UNC School of Social Work will honor and celebrate its 2023 graduating class of MSW and Ph.D. students in a commencement ceremony on Saturday, May 13, 2023, at Memorial Hall on the campus of the University of North Carolina at Chapel Hill.
In total, 135 students will be recognized this year with master’s degrees and three students will receive doctoral degrees. Individual receptions for graduates of each degree program will be hosted on Friday, May 12, in the School’s Tate-Turner Kuralt Building. The School will also announce the recipient of the 2023 Outstanding Graduate Student Award during the Ph.D. reception. This year’s Ph.D. graduates are Daniel James Gibbs, Melissa Renee Jenkins and Quinton LaKeith Smith.
“All of our students deserve to embrace this moment,” praised Dean Ramona Denby-Brinson. “Celebrate yourself and let others celebrate you.”
Among this year’s MSW graduating class are students who began their educational journey during the height of the COVID-19 pandemic. Every student should feel proud of all they have accomplished during such a challenging time, she added.
“My hope for them is that they will continue to be fierce in their advocacy and not give up,” Denby-Brinson said. “Through their own perseverance, they have shown that the social work mission and cause is worthy of their effort and is worthy of their time.”
Business advisor, educator and speaker Stedman Graham will serve as the School’s 2023 commencement speaker. Graham, who holds a bachelor’s degree in social work alongside a master’s degree in education and three honorary doctorates, is a former adjunct professor at the Northwestern Kellogg School of Business. He currently serves as chairman and chief executive officer of S. Graham and Associates, a management and marketing consulting firm in Chicago, Illinois.
The author of 12 books, including two New York Times best sellers, Graham will speak on the topic of “Innovation and Leadership: Lessons from and for social workers.”
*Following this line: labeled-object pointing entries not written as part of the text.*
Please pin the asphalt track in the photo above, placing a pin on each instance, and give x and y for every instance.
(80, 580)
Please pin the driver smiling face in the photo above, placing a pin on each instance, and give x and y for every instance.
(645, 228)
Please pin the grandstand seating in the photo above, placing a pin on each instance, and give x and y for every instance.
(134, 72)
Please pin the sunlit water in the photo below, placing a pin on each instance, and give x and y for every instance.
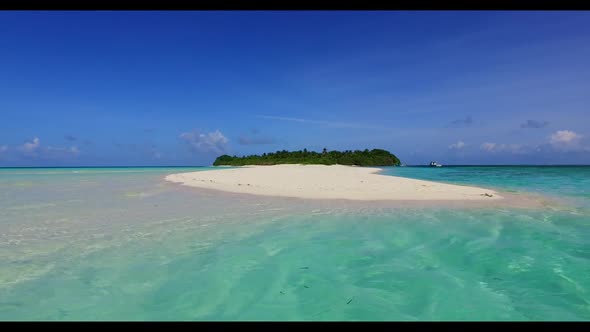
(122, 244)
Dedicated to community development, Graham is the founder of the Concerned Citizens of Whitesboro, a grassroots organization that focuses on improving leadership, representation, and community programs within Graham’s hometown of Whitesboro, a community within Middle Township, New Jersey. He also serves as co-founder of the Community Alliance for Youth Success, a nonprofit organization that provides educators, school systems, and youth empowerment organizations with proven methods to nurture connection, confidence, and motivation in the young people they serve.
That Graham has been able to use his social work education in so many professional ways illustrates the diversity of career paths graduates can take with a social work degree, Denby-Brinson noted.
“I think his story by itself will be an inspiration to our students,” she said. “But he also shows the multifaceted nature of leadership. Leadership is more than just fancy titles. It’s literally block to block, neighborhood to neighborhood and agency to agency and helping to convene folks around our shared values.”
Graham holds a bachelor’s degree in social work from Hardin-Simmons University and a master’s degree in education from Ball State University and three honorary doctorate degrees. A member of the Horatio Alger Association, one of the nation’s largest need-based, privately funded scholarship providers, Graham also served in the United States Army and played professional basketball in the European League.